Libertarian political theory (in both forms) is not a comprehensive ethical system. Belief in limited government doesn't logically lead to sexual degeneracy. The non-aggression principle isn't prescriptive at all. It is proscriptive. It can only tell one what not to do. It cannot tell me, for instance, whether or not it is morally acceptable for one to smoke marijuana. It can only tell me that it is wrong to stop someone from doing so at gunpoint. Following the non-aggression principle certainly doesn't lead to the sort of sexual perversion described in the article above.
What led the author to polyamory was not libertarianism but rebellion against God.

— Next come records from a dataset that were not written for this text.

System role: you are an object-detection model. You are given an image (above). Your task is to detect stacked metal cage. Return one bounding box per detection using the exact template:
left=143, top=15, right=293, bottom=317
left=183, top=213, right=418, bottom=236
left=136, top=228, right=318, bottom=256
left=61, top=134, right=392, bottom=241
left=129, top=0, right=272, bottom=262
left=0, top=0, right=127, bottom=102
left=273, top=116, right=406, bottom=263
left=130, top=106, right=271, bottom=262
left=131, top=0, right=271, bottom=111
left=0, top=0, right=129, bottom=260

She gives herself away when she says
The first authority I came to see as illegitimate was government, shortly after discovering Ron Paul in 2008. I stumbled upon his campaign like a rabbit hole that led me to question all of society’s rules. Soon after, I started to question my religion—Christianity. How much of it had been made up, twisted, and contrived—in collusion with the government—to support the powers that be?So Ron Paul led you to polyamory, eh? I find that hard to believe considering the fact that he, like me, is a Southern Baptist and is about as square as square can be. Ron Paul is a libertarian. He is also a Bible-believing Christian. He doesn't see any contradiction between the two. Neither do I. Maybe that's because there is no logical connection between libertarian political theory and sexual deviancy.
So, who's right about libertarianism? The author of this article seems to think that libertarianism, sexual deviancy, and rebellion against God all go hand in hand. The man who once ran for president on the Libertarian Party ticket disagrees. Something makes me think Ron Paul understands libertarianism better than this sexually amorous atheist.
Polyamory may be next, but don't blame libertarianism.